The easiest and simplest way to browse the web with fewer digital footprints is to open up an incognito window, as Chrome calls it. On Firefox and Safari it’s a “private” window, and on Edge it’s called InPrivate, for some reason. Using an incognito window means none of your browsing history gets saved in the browser’s logs.
It’s easy to retroactively get your browser to forget your basic browsing history.
In Safari on macOS, pick History then Clear History. The subsequent dialog box lets you wipe your browser’s memory for the past hour, the past day, the past two days, or from the beginning of time until now.
In Microsoft Edge, click the three dots up in the top right-hand corner of the browser interface, then choose History and Clear Browsing History.

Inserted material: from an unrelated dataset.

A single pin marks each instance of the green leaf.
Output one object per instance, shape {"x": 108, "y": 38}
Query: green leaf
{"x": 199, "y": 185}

You can wipe away your browsing history and other browsing data for the past hour, the past day, the past week, or the past four weeks, or delete absolutely everything.
When it comes to Firefox, the option you need can be found by clicking on the three lines in the top right-hand corner, then Preferences. Click Privacy & Security, then Clear History; the time ranges are an hour, two hours, four hours, today, or all time. Firefox also offers the option of never keeping a log of your browsing history, irrespective of whether you’re using private mode.
On Chrome, open up the browser menu by clicking the three dots in the top right-hand corner, then choose Settings. Click Clear browsing data and you have the option to delete your browsing history as well as other data like cookies. The time range you can pick from goes from 24 hours to all time.
When it comes to Google and Chrome, we’re talking about something of a special case. If your web browser is connected to your Google account, your activities can be logged both by Chrome on the local machine and Google in the cloud. Head to this page in your Google account settings on the web to clear any activity data Google has stored—and to stop it from storing such data in the cloud in the future.